I liked the title you chose, although it's quite a popular one I've seen. You used some nice descriptions, I liked the ending most when you gave your own definition of "Bitter Sweet", as "Hard to handle, but easy to love" which was great.
However I do have some suggestions and criticisms for you which may be of help to you.
You have a lack of grammar and punctuation at certain points in your poem, but they can be easily fixed so I'll address them to you first and foremost.
"Why is this brewing like a new bag of tea?"
Here, the wording doesn't sound too poetic, I assume you're referring to a teabag? I suggest rephrasing it.
"Water keeps going through, like you’re going right threw me"
The second homophone "threw" does not make sense it should be *through* again, but that would cause a repetition in the same line which you want to avoid, so I think it would be even better if you just changed the word altogether. You also need to add a full-stop.
"This tea is getting bitter like this love between you and I."
There should be a comma after the word, "like".
"I keep adding sugar but nothing’s happening, this bitter Love isn’t my kind of love and"
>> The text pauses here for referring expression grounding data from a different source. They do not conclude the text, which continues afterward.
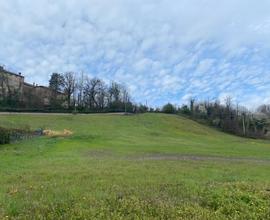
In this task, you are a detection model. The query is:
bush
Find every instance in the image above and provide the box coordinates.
[162,103,176,114]
[179,105,191,115]
[0,127,11,144]
[0,126,33,145]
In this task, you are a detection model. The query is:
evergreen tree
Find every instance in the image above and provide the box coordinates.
[49,73,64,92]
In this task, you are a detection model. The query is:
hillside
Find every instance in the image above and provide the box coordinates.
[0,113,270,219]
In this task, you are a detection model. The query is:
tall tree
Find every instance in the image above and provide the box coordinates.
[49,73,64,92]
[108,82,121,105]
[257,104,270,116]
[76,72,85,108]
[83,77,105,110]
[122,85,131,113]
[63,72,76,108]
[189,97,195,117]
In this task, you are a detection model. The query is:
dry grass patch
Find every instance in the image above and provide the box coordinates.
[43,129,73,138]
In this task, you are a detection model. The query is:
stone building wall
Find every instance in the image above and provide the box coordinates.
[23,84,67,108]
[0,66,67,108]
[0,66,24,100]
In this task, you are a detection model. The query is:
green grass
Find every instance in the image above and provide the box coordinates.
[0,113,270,219]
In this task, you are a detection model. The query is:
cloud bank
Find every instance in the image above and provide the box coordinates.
[1,0,270,108]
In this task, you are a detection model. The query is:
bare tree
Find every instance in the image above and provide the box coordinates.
[225,96,233,111]
[257,104,270,116]
[108,82,121,104]
[122,85,130,113]
[83,77,106,110]
[76,72,85,108]
[189,97,196,116]
[63,72,76,108]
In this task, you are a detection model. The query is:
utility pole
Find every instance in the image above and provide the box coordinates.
[124,98,127,114]
[124,90,128,114]
[242,113,246,136]
[74,102,78,114]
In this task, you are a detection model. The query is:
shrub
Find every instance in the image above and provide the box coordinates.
[162,103,176,114]
[179,105,191,115]
[0,127,11,144]
[0,126,33,145]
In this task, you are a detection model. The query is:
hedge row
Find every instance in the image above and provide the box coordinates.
[0,127,11,144]
[0,127,32,145]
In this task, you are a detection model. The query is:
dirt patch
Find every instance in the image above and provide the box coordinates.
[85,149,115,158]
[84,150,270,164]
[127,153,270,164]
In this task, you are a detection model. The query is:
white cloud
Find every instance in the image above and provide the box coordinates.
[0,0,270,107]
[195,59,215,75]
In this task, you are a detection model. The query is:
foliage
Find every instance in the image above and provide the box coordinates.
[178,98,270,139]
[49,73,64,92]
[134,104,148,113]
[63,72,76,108]
[178,105,191,115]
[162,103,176,114]
[0,127,10,144]
[1,70,137,113]
[0,126,32,145]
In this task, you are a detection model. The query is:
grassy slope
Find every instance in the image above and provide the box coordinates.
[0,113,270,219]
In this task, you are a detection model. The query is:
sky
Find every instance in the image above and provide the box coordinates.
[1,0,270,108]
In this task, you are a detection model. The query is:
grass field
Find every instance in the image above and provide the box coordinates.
[0,113,270,219]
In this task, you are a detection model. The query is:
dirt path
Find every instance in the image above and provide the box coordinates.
[130,153,270,164]
[86,150,270,164]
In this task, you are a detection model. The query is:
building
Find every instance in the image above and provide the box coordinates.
[0,66,67,109]
[0,66,24,101]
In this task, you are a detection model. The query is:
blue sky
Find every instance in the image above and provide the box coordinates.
[1,0,270,108]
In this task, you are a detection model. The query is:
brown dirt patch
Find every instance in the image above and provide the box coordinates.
[127,153,270,164]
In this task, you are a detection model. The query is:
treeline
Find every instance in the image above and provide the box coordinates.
[47,72,147,113]
[0,70,149,113]
[161,98,270,139]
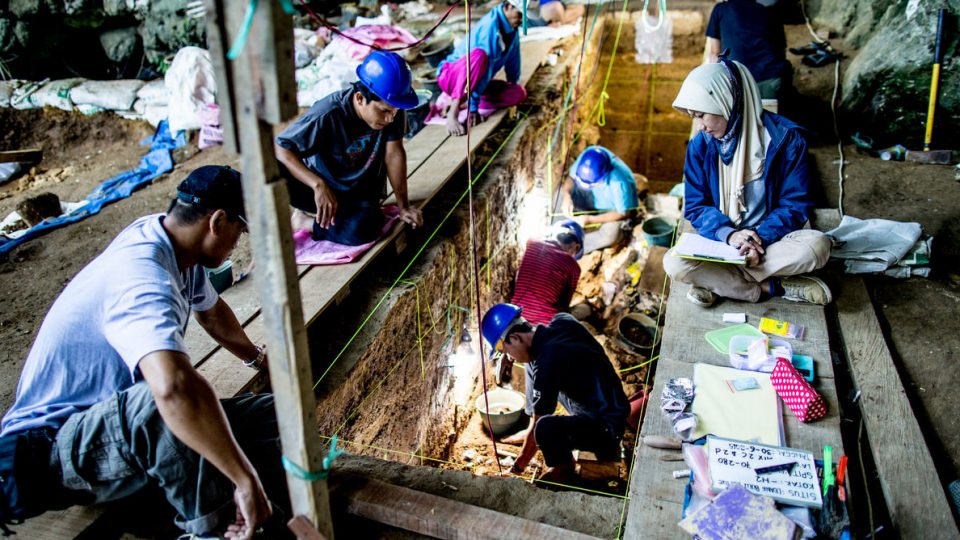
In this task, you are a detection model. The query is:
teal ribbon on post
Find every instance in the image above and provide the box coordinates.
[226,0,259,60]
[281,436,346,481]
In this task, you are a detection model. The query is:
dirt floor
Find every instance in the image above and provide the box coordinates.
[0,109,246,412]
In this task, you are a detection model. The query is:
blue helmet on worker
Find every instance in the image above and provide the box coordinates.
[481,303,524,358]
[549,219,585,260]
[572,146,613,188]
[356,50,423,110]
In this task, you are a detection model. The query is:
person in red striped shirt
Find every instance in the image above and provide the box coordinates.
[510,220,584,327]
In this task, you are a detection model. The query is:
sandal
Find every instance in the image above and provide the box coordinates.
[802,49,843,67]
[789,40,830,56]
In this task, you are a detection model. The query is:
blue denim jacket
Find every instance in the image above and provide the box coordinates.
[684,112,814,246]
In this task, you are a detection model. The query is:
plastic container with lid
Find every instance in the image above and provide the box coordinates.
[728,335,792,373]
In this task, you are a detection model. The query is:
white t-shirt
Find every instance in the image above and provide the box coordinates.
[1,214,217,435]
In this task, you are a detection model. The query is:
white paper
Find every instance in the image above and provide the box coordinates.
[673,232,746,263]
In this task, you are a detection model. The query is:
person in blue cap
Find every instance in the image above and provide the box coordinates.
[436,0,527,136]
[275,50,425,246]
[562,145,640,253]
[481,303,629,483]
[0,166,289,538]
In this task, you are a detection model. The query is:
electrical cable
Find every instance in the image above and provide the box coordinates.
[800,0,845,216]
[462,0,504,474]
[298,0,458,52]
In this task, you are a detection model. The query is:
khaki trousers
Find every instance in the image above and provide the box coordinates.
[662,229,832,302]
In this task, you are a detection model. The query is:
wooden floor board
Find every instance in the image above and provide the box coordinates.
[835,277,959,539]
[623,276,844,539]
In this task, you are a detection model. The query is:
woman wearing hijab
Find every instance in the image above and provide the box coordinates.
[663,56,832,307]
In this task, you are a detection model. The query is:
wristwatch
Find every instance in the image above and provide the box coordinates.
[243,345,266,369]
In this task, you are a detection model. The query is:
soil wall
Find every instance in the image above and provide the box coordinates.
[308,40,577,465]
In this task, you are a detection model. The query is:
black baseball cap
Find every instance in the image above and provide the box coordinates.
[176,165,247,224]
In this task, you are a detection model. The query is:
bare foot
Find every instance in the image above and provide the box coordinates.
[500,429,529,445]
[290,208,314,233]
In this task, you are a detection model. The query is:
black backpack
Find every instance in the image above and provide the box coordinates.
[0,429,58,535]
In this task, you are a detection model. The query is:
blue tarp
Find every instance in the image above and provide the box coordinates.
[0,120,187,256]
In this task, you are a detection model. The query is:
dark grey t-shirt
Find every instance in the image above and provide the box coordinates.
[275,88,405,200]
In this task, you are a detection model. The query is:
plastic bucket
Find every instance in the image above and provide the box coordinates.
[641,217,676,247]
[414,67,440,100]
[421,35,454,68]
[475,387,526,438]
[617,312,661,355]
[404,89,433,139]
[205,259,233,293]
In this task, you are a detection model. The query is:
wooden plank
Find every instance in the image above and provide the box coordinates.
[227,0,334,530]
[835,277,959,539]
[14,505,108,539]
[624,275,844,539]
[254,0,297,124]
[202,0,238,153]
[338,477,600,540]
[0,148,42,163]
[661,282,834,379]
There isn't much need for the word "Love" to be capitalized in the middle of this sentence.
"You asked me if my love will ever change but I said"
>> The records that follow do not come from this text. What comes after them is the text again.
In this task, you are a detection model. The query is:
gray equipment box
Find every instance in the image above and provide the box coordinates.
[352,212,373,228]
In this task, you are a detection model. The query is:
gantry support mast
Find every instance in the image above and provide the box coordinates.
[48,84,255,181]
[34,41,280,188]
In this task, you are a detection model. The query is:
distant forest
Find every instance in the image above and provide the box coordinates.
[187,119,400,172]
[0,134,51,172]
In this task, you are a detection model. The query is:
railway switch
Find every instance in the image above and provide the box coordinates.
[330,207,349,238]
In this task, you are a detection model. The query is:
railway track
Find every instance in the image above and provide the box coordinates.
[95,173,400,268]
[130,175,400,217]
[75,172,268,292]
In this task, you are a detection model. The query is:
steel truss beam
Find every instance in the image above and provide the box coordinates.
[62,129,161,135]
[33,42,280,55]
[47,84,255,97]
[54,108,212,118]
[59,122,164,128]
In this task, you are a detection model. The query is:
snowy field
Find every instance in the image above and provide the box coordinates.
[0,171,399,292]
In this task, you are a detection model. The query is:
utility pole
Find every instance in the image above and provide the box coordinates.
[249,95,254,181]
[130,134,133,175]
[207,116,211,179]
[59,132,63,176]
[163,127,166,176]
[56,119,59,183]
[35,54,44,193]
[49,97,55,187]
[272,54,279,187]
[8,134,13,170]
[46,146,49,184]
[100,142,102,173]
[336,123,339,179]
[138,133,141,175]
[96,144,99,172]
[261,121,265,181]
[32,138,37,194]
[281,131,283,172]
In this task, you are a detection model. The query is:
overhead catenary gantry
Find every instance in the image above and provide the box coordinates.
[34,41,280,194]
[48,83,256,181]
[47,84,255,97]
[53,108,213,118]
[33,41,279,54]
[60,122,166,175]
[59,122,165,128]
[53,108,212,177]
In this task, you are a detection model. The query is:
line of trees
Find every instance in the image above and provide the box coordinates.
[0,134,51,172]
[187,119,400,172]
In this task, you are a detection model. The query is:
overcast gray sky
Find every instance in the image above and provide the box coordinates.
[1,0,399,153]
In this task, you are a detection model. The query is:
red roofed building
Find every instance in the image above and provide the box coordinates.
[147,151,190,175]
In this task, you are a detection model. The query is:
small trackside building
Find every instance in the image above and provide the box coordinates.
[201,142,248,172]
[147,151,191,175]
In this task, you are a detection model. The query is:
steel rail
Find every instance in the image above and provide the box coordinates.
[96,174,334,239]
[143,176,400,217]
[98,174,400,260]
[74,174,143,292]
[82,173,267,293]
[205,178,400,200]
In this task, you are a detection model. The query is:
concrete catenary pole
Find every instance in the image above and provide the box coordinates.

"but" should be *and*. There should be a comma after the word, "said".
"I’m not even going to says I never thought about it, but when I try to, something just keeps pulling me back, saying I need you in my life"
"says" should read as *say*. You could also reduce on the commas included here.
"Because that is where it belongs, And we Belong together"
"And", should be lowercase.
As an overview of this piece, I think it reads more like a diary entry, as oppose to a poem sometimes so maybe using more poetic devices. Be careful with the way you phrase sentences, they have the tendency to not flow and bring a slight awkwardness - what helps is reading it aloud to yourself so you know which parts are interrupting the flow. It could also be presented in a more structured way which is makes it easier for the reader to read.
Overall this has good potential. I hope this review helped. Keep writing!
--Chips x
Thank you
Hey, Viv here. At first I thought the narrator was saying she didn't love this person, or that she was losing love for this person. But I like your description of their love as bitter sweet like tea, not great, but not bad either.
The first typo I saw was "I'm not even going to says", which should be "say". The line after this I think you could reword a bit to be something like "Just as the ocean pushes some water out and calls it back home." But you don't need to, I just think it'd make it flow smoother. The poem is still beautiful though.